Submitted to: Ecology and Evolution
Publication Type: Peer Reviewed Journal
Publication Acceptance Date: 10/25/2018
Publication Date: 11/1/2018
Citation: Abercrombie, S., Koprowski, J., Nichols, M.H., Fehmi, J. 2018. Native lagomorphs suppress grass establishment in a shrub-encroached, semi arid grassland. Ecology and Evolution. 2018:1-11.

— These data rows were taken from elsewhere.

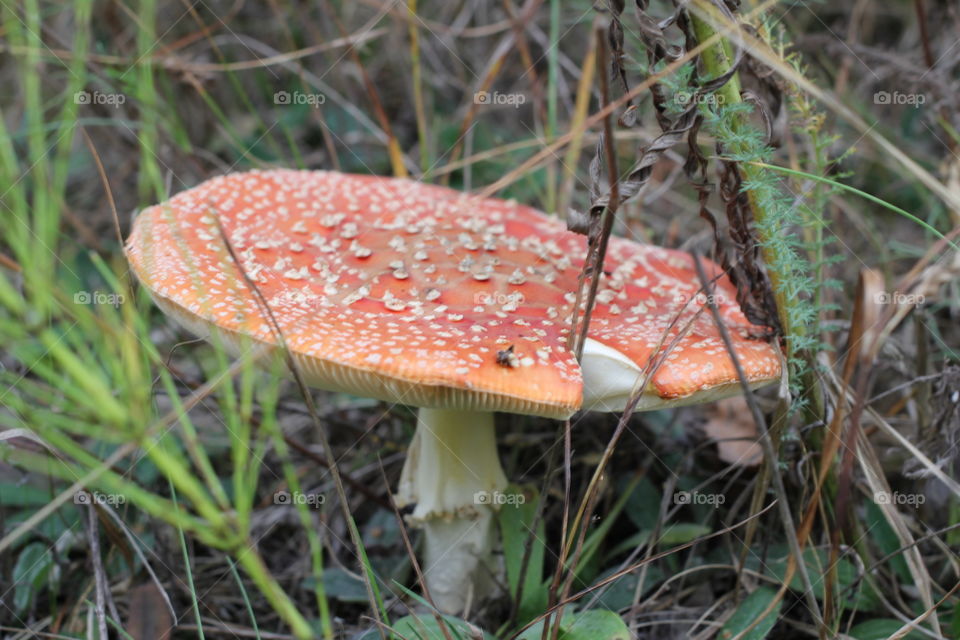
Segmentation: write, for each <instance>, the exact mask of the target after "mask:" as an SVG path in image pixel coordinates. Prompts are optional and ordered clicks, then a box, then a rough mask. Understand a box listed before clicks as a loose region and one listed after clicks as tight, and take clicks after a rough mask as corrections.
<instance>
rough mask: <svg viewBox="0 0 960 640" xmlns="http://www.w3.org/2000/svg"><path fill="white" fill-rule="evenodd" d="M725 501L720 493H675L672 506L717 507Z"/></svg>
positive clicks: (673, 494)
mask: <svg viewBox="0 0 960 640" xmlns="http://www.w3.org/2000/svg"><path fill="white" fill-rule="evenodd" d="M726 501H727V496H725V495H723V494H722V493H700V492H699V491H677V492H676V493H675V494H673V504H709V505H711V506H714V507H718V506H720V505H721V504H723V503H724V502H726Z"/></svg>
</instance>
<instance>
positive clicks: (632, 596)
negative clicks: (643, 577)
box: [589, 564, 663, 611]
mask: <svg viewBox="0 0 960 640" xmlns="http://www.w3.org/2000/svg"><path fill="white" fill-rule="evenodd" d="M614 571H615V569H613V570H610V571H607V572H605V573H604V574H603V575H602V576H600V578H599V579H600V580H602V579H604V578H607V577H609V576H610V575H611V574H612V573H613V572H614ZM640 575H641V570H640V569H637V570H636V571H634V572H633V573H628V574H626V575H623V576H620V577H619V578H617V579H616V580H614V581H613V582H611V583H610V584H608V585H606V586H604V587H603V588H602V589H600V590H599V591H592V592H591V594H590V596H589V598H590V599H592V598H594V597H595V598H596V602H595V604H594V605H593V606H595V607H596V608H598V609H599V608H603V609H610V610H611V611H619V610H621V609H626V608H627V607H629V606H630V605H631V604H633V596H634V594H635V593H636V591H637V582H638V581H639V580H640ZM598 581H599V580H598ZM662 581H663V570H662V569H660V567H658V566H657V565H655V564H654V565H647V571H646V574H645V579H644V582H643V587H642V588H641V590H640V593H641V594H643V593H646V592H647V591H648V590H650V589H651V588H652V587H653V586H654V585H656V584H659V583H660V582H662Z"/></svg>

DOI: https://doi.org/10.1002/ece3.4730

Interpretive Summary: Overgrazing by livestock has been thought to be a primary driver of shrub encroachment in the southwestern United States, but shrublands have continued to persist even after livestock removal and grassland restoration efforts. We hypothesized that small mammals, such as rodents and rabbits, may continue to suppress grass establishment even after livestock removal. We conducted an experiment in southeastern Arizona to exclude herbivores from enclosed areas where we placed lawn sod. Five different types of enclosures were used to allow entry by different animals depending on body size. We measured grass use before and during the rainy monsoon season, and used motion activated cameras to document animal visitations. Desert cottontails were detected more frequently than any of the other 11 herbivore species observed. Our results show that desert cottontails are significant consumers of herbaceous vegetation in shrub-encroached arid grasslands. Herbivory pressure from desert cottontails and other native herbivores may act as a biotic feedback contributing to the competitive advantage and persistence of shrubs. Grassland restoration and shrub reduction efforts should consider rabbit herbivory pressure and encourage populations of their natural predators, such as coyotes.

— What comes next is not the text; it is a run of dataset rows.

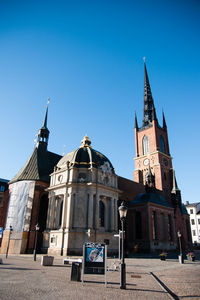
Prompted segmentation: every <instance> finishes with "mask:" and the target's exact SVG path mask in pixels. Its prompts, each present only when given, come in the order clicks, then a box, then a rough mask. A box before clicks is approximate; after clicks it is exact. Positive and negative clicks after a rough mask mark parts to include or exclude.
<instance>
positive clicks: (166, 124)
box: [163, 111, 167, 128]
mask: <svg viewBox="0 0 200 300" xmlns="http://www.w3.org/2000/svg"><path fill="white" fill-rule="evenodd" d="M166 127H167V124H166V121H165V115H164V111H163V128H166Z"/></svg>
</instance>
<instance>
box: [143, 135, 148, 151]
mask: <svg viewBox="0 0 200 300" xmlns="http://www.w3.org/2000/svg"><path fill="white" fill-rule="evenodd" d="M149 152H150V147H149V139H148V136H146V135H145V136H144V137H143V154H144V155H145V154H148V153H149Z"/></svg>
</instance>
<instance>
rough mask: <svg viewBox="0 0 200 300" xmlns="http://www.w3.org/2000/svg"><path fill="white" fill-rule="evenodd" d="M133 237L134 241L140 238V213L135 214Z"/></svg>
mask: <svg viewBox="0 0 200 300" xmlns="http://www.w3.org/2000/svg"><path fill="white" fill-rule="evenodd" d="M135 237H136V239H141V238H142V216H141V212H140V211H136V213H135Z"/></svg>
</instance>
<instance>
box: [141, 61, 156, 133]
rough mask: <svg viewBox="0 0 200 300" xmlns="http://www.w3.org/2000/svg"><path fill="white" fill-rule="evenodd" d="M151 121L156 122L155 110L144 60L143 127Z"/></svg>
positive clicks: (149, 83) (146, 69) (145, 66)
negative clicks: (143, 100) (155, 120)
mask: <svg viewBox="0 0 200 300" xmlns="http://www.w3.org/2000/svg"><path fill="white" fill-rule="evenodd" d="M153 120H157V117H156V110H155V107H154V102H153V97H152V93H151V87H150V83H149V77H148V74H147V68H146V63H145V59H144V116H143V127H146V126H148V125H149V124H151V122H152V121H153Z"/></svg>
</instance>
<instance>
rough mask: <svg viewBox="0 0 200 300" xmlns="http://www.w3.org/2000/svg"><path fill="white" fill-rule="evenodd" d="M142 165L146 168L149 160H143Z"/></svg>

Technical Abstract: Over the last two centuries, shrub encroachment into arid grasslands has been associated with reduced grass abundance, increased soil erosion, and local declines in biodiversity. Overgrazing by livestock and the associated reduction of fine fuels has been thought to be a primary driver of shrub encroachment in the southwestern United States, but shrublands have continued to persist despite livestock removal and grassland restoration efforts. We hypothesized that the effects of herbivory feedbacks from native mammals may continue to suppress grass establishment even after livestock removal. An herbivore exclusion experiment in southeastern Arizona included five treatment levels allowed access to native mammals based on relative body size and separated the effects of rodents, lagomorphs, and mule deer. We included two control treatments and replicated each treatment 10 times (n = 50). We introduced uniform divisions of lawn sod (Cynodon dactylon) into each exclosure for 24-hour periods prior to (n = 2) and following (n = 2) the monsoon rains and used motion-activated cameras to document herbivore visitations. In the pre-monsoon trials, treatments that allowed lagomorph access had less sod biomass relative to other treatments (p < 0.001), averaging only 44% (± 36%) and 29% (± 45%) remaining biomass after the 24-hour trial periods. Following the onset of monsoons, differences in remaining biomass among treatments disappeared. Two lagomorph species occurred at our site: black-tailed jackrabbits (Lepus californicus) and desert cottontails (Sylvilagus audubonii). Desert cottontails were detected more frequently than any of the other 11 herbivore species present at the site, accounting for 83% of detections during the pre-monsoon trials. Significantly more (p < 0.001) desert cottontails were detected during the pre-monsoon trials (2,077) compared to the post-monsoon trials (174), which coincided with biomass removal from lagomorph accessible treatments. Synthesis and applications. Desert cottontails are significant consumers of herbaceous vegetation in shrub-encroached arid grasslands. Herbivory pressure from desert cottontails and other native herbivores may act as a biotic feedback contributing to the competitive advantage and persistence of shrubs. Grassland restoration and shrub reduction efforts should consider lagomorph herbivory pressure and encourage populations of their natural predators.